Design an order book that supports two operations:

  1. insert_order(seller_id, price, timestamp) -- Add a new sell order to the book.
  2. get_lowest_seller_id() -- Return the seller_id of the cheapest available order. If multiple sellers have the same price, return the one who entered earliest (lowest timestamp).

Background & Constraints

  • Prices are in the range $0.01 to $100.00, with two decimal places (i.e., prices are in cents from 1 to 10000).
  • Timestamps are unique across all sellers.
  • The order book may contain thousands to millions of active orders.
  • Both operations should be as fast as possible.

Examples

insert_order("seller_A", 5.00, 100)
insert_order("seller_B", 3.50, 200)
insert_order("seller_C", 3.50, 150)

get_lowest_seller_id() → "seller_C"
  (seller_C and seller_B both have price 3.50, but seller_C has earlier timestamp 150)
insert_order("seller_D", 3.50, 250)

get_lowest_seller_id() → "seller_C"
  (still seller_C -- earliest at the lowest price)

Hints & Common Pitfalls

Approach 1: Brute Force -- Unsorted List

  • insert_order: O(1) -- just append.
  • get_lowest_seller_id: O(N) -- scan all orders.
  • Simple but slow for frequent queries.

Approach 2: Min-Heap

  • insert_order: O(log N) -- heap insertion with key (price, timestamp).
  • get_lowest_seller_id: O(1) -- peek at the top of the heap.
  • Good general-purpose approach.

Approach 3: Sorted Map / Balanced BST

  • Use a tree map with key (price, timestamp).
  • insert_order: O(log N).
  • get_lowest_seller_id: O(1) -- look at the minimum key.
  • Also supports efficient deletion (needed for follow-ups).

Approach 4: Bucket Array (Exploiting Price Range)

  • Since prices have only 10,000 possible values (cents from 1 to 10000), create an array of 10,000 buckets. Each bucket holds a queue of seller IDs sorted by timestamp.
  • insert_order: O(1) -- append to the bucket for this price.
  • get_lowest_seller_id: O(1) amortized -- maintain a pointer to the lowest non-empty bucket.
  • This is the optimal approach given the bounded price range.

Follow-Up Questions

  1. Remove impatient sellers: Add an operation remove_order(seller_id) for sellers who get tired of waiting and leave. How does each approach handle deletion? Which data structure makes removal efficient?

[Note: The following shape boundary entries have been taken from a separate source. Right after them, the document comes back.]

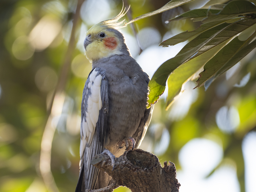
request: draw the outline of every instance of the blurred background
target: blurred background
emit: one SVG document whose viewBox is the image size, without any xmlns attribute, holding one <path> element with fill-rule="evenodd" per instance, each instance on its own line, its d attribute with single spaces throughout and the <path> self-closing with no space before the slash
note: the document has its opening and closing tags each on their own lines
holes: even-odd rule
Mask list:
<svg viewBox="0 0 256 192">
<path fill-rule="evenodd" d="M 127 22 L 168 1 L 124 1 L 131 6 Z M 186 42 L 159 43 L 201 24 L 164 21 L 208 1 L 195 0 L 122 29 L 133 57 L 150 76 Z M 75 191 L 82 92 L 91 69 L 84 55 L 85 33 L 116 16 L 122 4 L 0 1 L 0 191 Z M 195 76 L 168 111 L 165 93 L 155 105 L 140 148 L 162 165 L 175 164 L 181 192 L 256 191 L 255 61 L 253 51 L 206 91 L 192 89 Z"/>
</svg>

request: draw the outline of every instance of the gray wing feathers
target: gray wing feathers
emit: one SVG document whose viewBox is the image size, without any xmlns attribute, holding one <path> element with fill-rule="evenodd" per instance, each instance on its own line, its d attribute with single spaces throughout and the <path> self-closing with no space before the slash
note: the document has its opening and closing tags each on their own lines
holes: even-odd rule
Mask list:
<svg viewBox="0 0 256 192">
<path fill-rule="evenodd" d="M 90 109 L 89 106 L 90 104 L 88 104 L 90 102 L 90 97 L 91 98 L 92 95 L 90 95 L 90 94 L 94 91 L 92 90 L 92 91 L 90 92 L 90 90 L 94 88 L 93 87 L 93 82 L 92 84 L 91 83 L 90 85 L 90 82 L 91 83 L 91 82 L 90 82 L 90 79 L 91 80 L 94 79 L 94 78 L 96 79 L 98 77 L 101 78 L 100 93 L 99 92 L 99 94 L 100 95 L 101 102 L 100 105 L 98 106 L 100 107 L 102 106 L 102 108 L 99 110 L 99 111 L 98 109 L 97 110 L 99 111 L 98 117 L 97 117 L 98 118 L 98 119 L 96 119 L 97 121 L 96 127 L 93 127 L 95 131 L 91 136 L 90 135 L 91 132 L 90 132 L 89 137 L 91 137 L 88 138 L 88 134 L 86 135 L 84 132 L 86 131 L 88 132 L 88 131 L 86 129 L 85 131 L 84 127 L 83 129 L 82 122 L 84 118 L 85 118 L 86 122 L 89 118 L 92 119 L 91 119 L 92 120 L 91 121 L 93 121 L 93 119 L 95 119 L 95 111 L 92 114 L 93 115 L 90 113 L 93 113 L 94 112 L 92 111 L 94 110 L 95 111 L 95 108 Z M 97 82 L 96 80 L 95 81 L 95 83 Z M 92 93 L 92 94 L 93 93 Z M 93 100 L 94 98 L 91 98 L 90 99 Z M 94 188 L 97 181 L 99 170 L 91 165 L 90 162 L 92 157 L 97 154 L 102 152 L 104 148 L 104 143 L 107 129 L 107 120 L 108 112 L 108 82 L 105 77 L 105 73 L 100 71 L 98 68 L 94 69 L 91 71 L 86 82 L 83 92 L 81 110 L 80 148 L 80 148 L 80 175 L 76 192 L 84 191 L 85 189 L 93 189 Z M 91 129 L 91 127 L 90 128 Z M 86 135 L 87 137 L 85 136 Z M 83 170 L 82 170 L 83 168 Z"/>
</svg>

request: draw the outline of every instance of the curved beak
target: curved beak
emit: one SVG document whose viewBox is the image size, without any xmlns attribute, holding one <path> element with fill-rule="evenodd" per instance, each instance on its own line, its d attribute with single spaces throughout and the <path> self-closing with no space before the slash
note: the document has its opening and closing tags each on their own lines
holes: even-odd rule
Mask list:
<svg viewBox="0 0 256 192">
<path fill-rule="evenodd" d="M 90 37 L 90 35 L 87 36 L 84 42 L 84 47 L 86 51 L 86 47 L 88 45 L 92 42 L 92 41 L 91 40 Z"/>
</svg>

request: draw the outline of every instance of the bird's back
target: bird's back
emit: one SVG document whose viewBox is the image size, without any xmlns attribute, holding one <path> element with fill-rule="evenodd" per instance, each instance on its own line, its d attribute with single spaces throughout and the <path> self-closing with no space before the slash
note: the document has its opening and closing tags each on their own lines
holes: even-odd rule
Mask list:
<svg viewBox="0 0 256 192">
<path fill-rule="evenodd" d="M 145 112 L 149 110 L 146 108 L 149 79 L 128 54 L 113 55 L 92 65 L 105 71 L 109 82 L 109 129 L 105 148 L 119 156 L 125 149 L 119 149 L 117 144 L 128 136 L 136 140 L 144 128 L 144 125 L 140 127 L 141 121 L 148 118 L 149 113 Z"/>
</svg>

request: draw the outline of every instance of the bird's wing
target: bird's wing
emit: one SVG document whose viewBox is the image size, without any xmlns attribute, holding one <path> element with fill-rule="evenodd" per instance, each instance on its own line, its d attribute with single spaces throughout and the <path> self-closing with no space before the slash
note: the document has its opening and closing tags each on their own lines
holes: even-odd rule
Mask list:
<svg viewBox="0 0 256 192">
<path fill-rule="evenodd" d="M 149 76 L 147 74 L 145 73 L 145 76 L 147 76 L 148 78 L 146 79 L 146 82 L 148 84 L 150 80 Z M 144 137 L 146 134 L 148 127 L 150 123 L 151 120 L 151 117 L 153 112 L 154 105 L 152 105 L 149 109 L 146 109 L 144 114 L 144 116 L 141 120 L 139 128 L 135 133 L 135 137 L 134 137 L 135 139 L 135 148 L 139 147 L 141 143 L 141 141 L 144 139 Z M 142 131 L 141 131 L 142 130 Z"/>
<path fill-rule="evenodd" d="M 108 82 L 104 72 L 96 68 L 85 82 L 81 106 L 80 171 L 76 192 L 93 189 L 98 170 L 90 164 L 103 152 L 108 112 Z"/>
</svg>

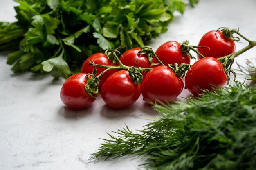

  2. Extend to any price and quantity: Remove the \(0.01-\)100.00 constraint. Prices can be any positive decimal. Each order also has a quantity. get_lowest_seller_id() now also returns the quantity. How does this change your design?

  3. Matching engine: Add a buy_order(buyer_id, max_price, quantity) operation that matches the buyer with the cheapest available sell orders up to max_price, consuming orders from the book. How do you implement this efficiently?

  4. Concurrency: If multiple threads are inserting and querying simultaneously, how do you ensure thread safety? What locking strategy minimizes contention?

  5. Persistence: If the system crashes, how do you recover the order book? What logging or snapshotting strategy would you use?